3. Gibt es besondere Hilfsangebote für Kinder und Jugendliche als Opfer von Straftaten, und wie sehen diese aus?
Herzlichen Dank, Herr Professor Dr. Zielke. - Für die Landesregierung antwortet Herr Minister Busemann. Bitte schön!
Frau Präsidentin! Meine Damen und Herren! Den Interessen der Opfer von Straftaten wurde lange Zeit nicht in genügendem Maße Beachtung geschenkt. Es ist deshalb sehr zu begrüßen, dass die Opferperspektive heute stärker im Vordergrund steht und auch der Staat sich nicht lediglich um eine angemessene Behandlung des Täters kümmert. In den vergangenen Jahren ist in der niedersächsischen Justiz vieles für die Interessen der Opfer von Straftaten bewegt worden. Es ist der Niedersächsischen Landesregierung ein wichtiges Anliegen, diese positive Entwicklung weiterhin zu fördern. Alle beteiligten Ressorts und Stellen arbeiten eng zusammen, um die Situation der Opfer von Straftaten zu verbessern.
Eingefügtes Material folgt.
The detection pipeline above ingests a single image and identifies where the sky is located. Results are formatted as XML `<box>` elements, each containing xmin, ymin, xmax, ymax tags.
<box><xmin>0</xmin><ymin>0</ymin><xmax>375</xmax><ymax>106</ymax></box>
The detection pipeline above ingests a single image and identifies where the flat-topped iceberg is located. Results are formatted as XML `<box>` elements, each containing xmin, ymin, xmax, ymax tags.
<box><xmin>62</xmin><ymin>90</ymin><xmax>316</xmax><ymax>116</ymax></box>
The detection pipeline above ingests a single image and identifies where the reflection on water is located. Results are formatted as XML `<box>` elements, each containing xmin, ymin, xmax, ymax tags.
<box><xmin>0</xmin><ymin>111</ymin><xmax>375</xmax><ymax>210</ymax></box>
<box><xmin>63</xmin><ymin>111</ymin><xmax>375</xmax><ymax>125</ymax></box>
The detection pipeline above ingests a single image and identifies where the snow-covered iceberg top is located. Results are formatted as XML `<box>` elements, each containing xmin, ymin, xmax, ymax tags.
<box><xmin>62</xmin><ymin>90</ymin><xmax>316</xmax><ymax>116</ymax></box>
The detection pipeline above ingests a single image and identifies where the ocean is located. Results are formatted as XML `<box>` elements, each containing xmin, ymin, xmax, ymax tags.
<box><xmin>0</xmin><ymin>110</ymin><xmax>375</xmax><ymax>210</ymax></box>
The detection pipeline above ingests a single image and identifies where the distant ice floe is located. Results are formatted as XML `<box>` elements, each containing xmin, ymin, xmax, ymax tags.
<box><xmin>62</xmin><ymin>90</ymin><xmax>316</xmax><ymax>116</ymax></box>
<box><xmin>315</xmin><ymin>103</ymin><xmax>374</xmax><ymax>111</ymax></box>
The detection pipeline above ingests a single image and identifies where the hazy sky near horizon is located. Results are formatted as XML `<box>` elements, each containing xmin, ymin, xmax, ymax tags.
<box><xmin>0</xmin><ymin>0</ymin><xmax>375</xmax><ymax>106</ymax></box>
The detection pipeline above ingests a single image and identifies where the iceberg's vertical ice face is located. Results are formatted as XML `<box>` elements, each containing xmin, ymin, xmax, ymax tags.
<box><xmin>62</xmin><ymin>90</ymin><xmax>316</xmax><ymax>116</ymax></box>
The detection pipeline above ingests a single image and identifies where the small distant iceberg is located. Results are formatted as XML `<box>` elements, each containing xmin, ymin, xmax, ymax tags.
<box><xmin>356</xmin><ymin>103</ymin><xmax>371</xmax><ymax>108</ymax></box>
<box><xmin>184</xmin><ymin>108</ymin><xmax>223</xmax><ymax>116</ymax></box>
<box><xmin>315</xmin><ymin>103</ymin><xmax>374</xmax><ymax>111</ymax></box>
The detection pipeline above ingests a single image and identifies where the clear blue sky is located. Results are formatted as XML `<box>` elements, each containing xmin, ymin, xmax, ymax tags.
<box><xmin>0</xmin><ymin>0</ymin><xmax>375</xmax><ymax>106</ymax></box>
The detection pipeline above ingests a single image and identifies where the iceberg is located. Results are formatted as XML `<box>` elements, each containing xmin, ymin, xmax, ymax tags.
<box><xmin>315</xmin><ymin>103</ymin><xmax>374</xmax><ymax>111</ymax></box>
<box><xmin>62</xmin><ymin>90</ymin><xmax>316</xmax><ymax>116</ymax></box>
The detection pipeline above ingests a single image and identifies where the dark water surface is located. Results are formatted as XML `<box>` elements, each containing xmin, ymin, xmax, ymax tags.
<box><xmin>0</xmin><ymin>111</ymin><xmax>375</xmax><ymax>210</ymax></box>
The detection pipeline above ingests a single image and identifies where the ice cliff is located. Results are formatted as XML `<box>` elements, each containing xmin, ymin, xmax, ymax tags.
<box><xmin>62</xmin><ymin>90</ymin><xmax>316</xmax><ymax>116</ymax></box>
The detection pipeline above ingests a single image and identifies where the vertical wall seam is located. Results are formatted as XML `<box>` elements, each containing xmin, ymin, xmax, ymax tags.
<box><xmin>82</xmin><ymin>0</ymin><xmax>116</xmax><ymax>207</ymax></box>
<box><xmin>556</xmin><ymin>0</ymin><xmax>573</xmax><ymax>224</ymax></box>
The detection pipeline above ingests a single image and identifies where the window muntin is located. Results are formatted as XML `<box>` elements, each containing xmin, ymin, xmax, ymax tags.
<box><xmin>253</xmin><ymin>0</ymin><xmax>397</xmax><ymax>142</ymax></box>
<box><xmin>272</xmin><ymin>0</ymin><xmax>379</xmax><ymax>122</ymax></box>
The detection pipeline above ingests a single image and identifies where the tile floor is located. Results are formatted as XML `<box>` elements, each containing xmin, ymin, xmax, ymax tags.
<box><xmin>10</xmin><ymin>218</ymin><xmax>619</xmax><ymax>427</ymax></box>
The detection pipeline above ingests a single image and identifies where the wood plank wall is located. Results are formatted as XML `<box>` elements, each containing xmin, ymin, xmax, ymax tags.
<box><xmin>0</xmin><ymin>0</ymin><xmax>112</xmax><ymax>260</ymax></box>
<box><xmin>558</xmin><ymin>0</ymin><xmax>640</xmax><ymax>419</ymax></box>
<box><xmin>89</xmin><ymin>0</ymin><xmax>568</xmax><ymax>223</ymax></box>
Ein wichtiger Baustein ist insoweit die erfolgreiche praktische Opferarbeit der Stiftung Opferhilfe Niedersachsen. Die Stiftung Opferhilfe ist mit dem Ziel errichtet worden, Opfern von Straftaten außerhalb der gesetzlichen Leistungen und über die Hilfe anderer Opferhilfeeinrichtungen hinaus materielle Hilfe zu leisten. Die verschiedenen Hilfs- und Unterstützungsangebote der Stiftung orientieren sich ausschließlich an den individuellen Bedürfnissen der Betroffenen und können demzufolge sehr unterschiedlich ausgestaltet sein. Die Stiftung zahlt z. B. unbürokratisch Soforthilfen zum Ersatz von Türschlössern, zerstörter Wohnungseinrichtung oder gestohlenen Gegenständen, hilft bei der Schaffung neuer Wohn- oder Arbeitssituationen oder leistet im Einzelfall auch finanzielle Beiträge zu psychischen Stabilisierungsmaßnahmen wie Traumatherapien. Hierbei handelt es sich aber um eine rein exemplarische Aufzählung.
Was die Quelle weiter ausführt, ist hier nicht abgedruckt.